START_DATE = "2025-11-15"
MINIMAL_WORD_COUNT = 0
LAUNCH_CREATE_STREAMING_INSTANCE = False

In [None]:
# Create regex pattern for article filtering
keywords_filtered = []
for lst in THEME_KEYWORDS.values():
    for entry in lst:
        if (
            not entry.get("high_risk_of_false_positive", True)
            and entry.get("language") == "french"
        ):
            keywords_filtered.append(entry.get("keyword"))

# keywords_filtered contient la liste désirée
keywords_filtered = list(set(keywords_filtered))

keyword_regex = create_combined_regex_pattern(
    keywords_filtered, bigquery_compatible=True
)


In [None]:
# Set up sources to extract
all_sources = load_json_values(FOLLOWED_SOURCES_PATH)

# 3. Verify the associated number of items to extract before creating a streaming instance

In [None]:
submit_result = submit_snapshot_explain(
    source_codes=all_sources,
    start_date=START_DATE,
    end_date=None,
    minimal_word_count=0,
    language_code="fr",
    regex_pattern=keyword_regex,
)

if submit_result["success"]:
    explain_id = submit_result["explain_id"]
    print(f"Job submitted successfully! ID: {explain_id}")


    poll_result = poll_snapshot_explain(
        explain_id=explain_id,
        max_attempts=10,
        wait_seconds=60,
    )
    
    print(f"Polling result: {poll_result}")
else:
    print(f"Error during submission: {submit_result['error']}")

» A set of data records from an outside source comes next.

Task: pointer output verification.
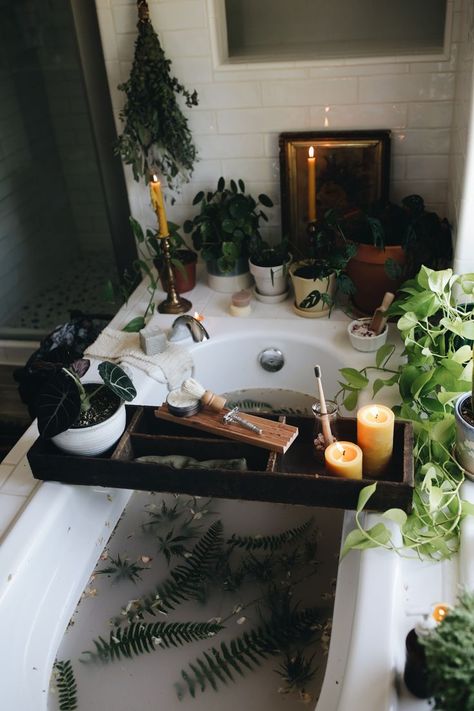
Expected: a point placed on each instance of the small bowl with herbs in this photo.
(363, 338)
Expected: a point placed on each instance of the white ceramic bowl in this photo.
(366, 343)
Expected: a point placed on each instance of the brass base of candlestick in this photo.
(174, 303)
(179, 306)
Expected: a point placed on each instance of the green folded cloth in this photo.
(179, 461)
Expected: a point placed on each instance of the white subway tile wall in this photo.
(242, 108)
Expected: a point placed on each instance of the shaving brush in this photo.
(207, 397)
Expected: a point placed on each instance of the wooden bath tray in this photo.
(294, 477)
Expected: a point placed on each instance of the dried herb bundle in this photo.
(156, 137)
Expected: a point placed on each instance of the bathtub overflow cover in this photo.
(271, 359)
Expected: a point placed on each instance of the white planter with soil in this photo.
(229, 282)
(309, 299)
(94, 439)
(464, 434)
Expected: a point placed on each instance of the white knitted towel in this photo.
(172, 366)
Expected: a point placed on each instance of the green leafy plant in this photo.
(437, 331)
(245, 653)
(449, 652)
(424, 237)
(63, 401)
(156, 136)
(66, 685)
(328, 254)
(227, 222)
(123, 569)
(141, 638)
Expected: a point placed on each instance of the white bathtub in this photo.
(47, 558)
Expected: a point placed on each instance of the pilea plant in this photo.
(227, 223)
(437, 330)
(156, 136)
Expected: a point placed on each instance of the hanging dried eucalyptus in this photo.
(156, 137)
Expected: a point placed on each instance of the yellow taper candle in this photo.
(158, 206)
(375, 424)
(311, 185)
(344, 459)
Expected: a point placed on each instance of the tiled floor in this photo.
(81, 286)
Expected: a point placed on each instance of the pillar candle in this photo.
(158, 206)
(311, 185)
(375, 424)
(344, 459)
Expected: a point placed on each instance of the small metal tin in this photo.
(181, 404)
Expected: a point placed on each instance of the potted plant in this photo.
(317, 278)
(448, 655)
(393, 241)
(269, 265)
(227, 220)
(436, 333)
(81, 418)
(464, 419)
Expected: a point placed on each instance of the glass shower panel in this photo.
(56, 251)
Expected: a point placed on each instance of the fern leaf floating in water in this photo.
(271, 543)
(246, 653)
(66, 684)
(141, 638)
(187, 580)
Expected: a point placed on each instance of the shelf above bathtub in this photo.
(294, 477)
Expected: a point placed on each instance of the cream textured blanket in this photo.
(172, 366)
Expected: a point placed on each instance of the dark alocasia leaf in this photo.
(58, 405)
(117, 380)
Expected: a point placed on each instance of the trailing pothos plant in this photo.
(437, 330)
(156, 136)
(62, 399)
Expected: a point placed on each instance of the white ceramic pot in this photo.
(227, 283)
(94, 440)
(304, 286)
(366, 343)
(270, 281)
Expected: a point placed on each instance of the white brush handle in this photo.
(327, 434)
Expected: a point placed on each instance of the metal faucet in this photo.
(184, 325)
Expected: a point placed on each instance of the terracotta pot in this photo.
(304, 286)
(184, 277)
(367, 271)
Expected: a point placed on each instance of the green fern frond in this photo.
(188, 580)
(140, 638)
(271, 543)
(245, 653)
(66, 684)
(122, 569)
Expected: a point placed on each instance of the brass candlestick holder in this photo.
(174, 303)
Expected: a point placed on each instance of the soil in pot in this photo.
(184, 276)
(368, 273)
(103, 405)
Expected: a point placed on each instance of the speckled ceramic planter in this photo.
(464, 438)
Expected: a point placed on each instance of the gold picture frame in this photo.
(350, 170)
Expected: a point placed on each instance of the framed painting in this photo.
(343, 170)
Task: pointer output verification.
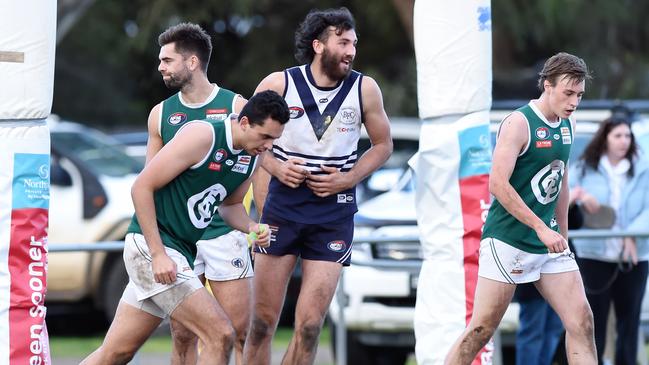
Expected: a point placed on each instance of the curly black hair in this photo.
(263, 105)
(316, 25)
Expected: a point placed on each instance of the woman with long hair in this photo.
(611, 173)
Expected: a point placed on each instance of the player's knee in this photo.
(309, 333)
(580, 323)
(260, 330)
(183, 337)
(221, 339)
(119, 356)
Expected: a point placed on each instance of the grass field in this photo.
(82, 346)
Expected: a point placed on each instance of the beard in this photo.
(331, 66)
(178, 81)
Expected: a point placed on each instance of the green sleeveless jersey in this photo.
(175, 113)
(185, 207)
(537, 179)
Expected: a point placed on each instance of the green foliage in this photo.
(106, 68)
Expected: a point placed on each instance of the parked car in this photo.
(380, 302)
(90, 201)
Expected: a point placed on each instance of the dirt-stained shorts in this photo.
(142, 291)
(505, 263)
(224, 258)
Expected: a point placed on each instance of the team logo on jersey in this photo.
(346, 129)
(240, 168)
(177, 118)
(348, 115)
(546, 184)
(295, 112)
(244, 160)
(542, 133)
(201, 207)
(216, 114)
(237, 262)
(337, 246)
(345, 198)
(220, 155)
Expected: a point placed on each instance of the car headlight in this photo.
(362, 252)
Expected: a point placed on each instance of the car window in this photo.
(100, 157)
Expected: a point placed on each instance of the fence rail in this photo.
(341, 329)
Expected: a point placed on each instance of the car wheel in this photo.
(116, 280)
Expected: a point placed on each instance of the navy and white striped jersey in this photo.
(324, 129)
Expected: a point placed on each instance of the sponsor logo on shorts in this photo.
(542, 133)
(237, 262)
(337, 246)
(345, 198)
(220, 155)
(518, 267)
(177, 118)
(295, 112)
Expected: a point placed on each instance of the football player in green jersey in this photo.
(222, 256)
(175, 198)
(526, 231)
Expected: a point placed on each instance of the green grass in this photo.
(82, 346)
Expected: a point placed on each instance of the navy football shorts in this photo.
(331, 241)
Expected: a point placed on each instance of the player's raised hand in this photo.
(292, 172)
(332, 182)
(164, 268)
(553, 240)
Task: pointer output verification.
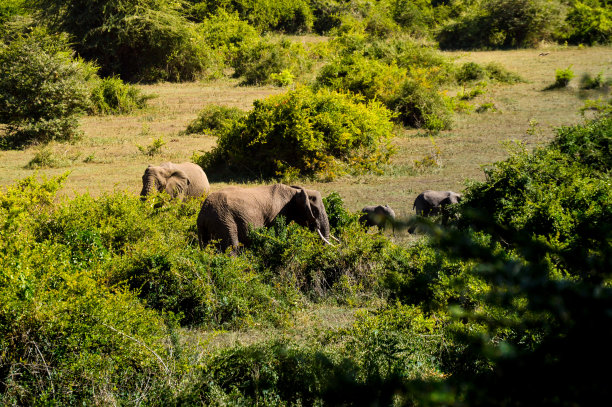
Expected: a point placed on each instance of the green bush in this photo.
(43, 89)
(557, 193)
(371, 78)
(587, 81)
(562, 78)
(67, 338)
(589, 23)
(258, 60)
(214, 118)
(226, 33)
(152, 32)
(267, 15)
(112, 96)
(420, 104)
(11, 8)
(306, 133)
(503, 24)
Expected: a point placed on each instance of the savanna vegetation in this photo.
(107, 299)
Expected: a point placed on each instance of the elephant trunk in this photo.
(148, 185)
(323, 227)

# 4. Create Streaming Instance

## Warning: this action will consume Factiva credits. Please check the number of articles extracted beforehand.

In [None]:
if LAUNCH_CREATE_STREAMING_INSTANCE:
    stream_info = create_streaming_instance(
        source_codes=all_sources,
        start_date=START_DATE,
        minimal_word_count=0,
        language_code="fr",
        regex_pattern=keyword_regex,
        )

# 5. Manage streaming instance

## 5.1 Check straming instance status

In [None]:
streams_overview = get_streams()
streams_overview

In [None]:
stream_id = 'xxx'
stream_extended = get_stream_extended(stream_id=stream_id)
stream_extended

## 5.2 Verify Factiva account statistics

In [None]:
account_statistics = get_account_statistics()
account_statistics

## 5.3 Delete steaming instance

In [None]:
results_delete = delete_stream(stream_id='xxx')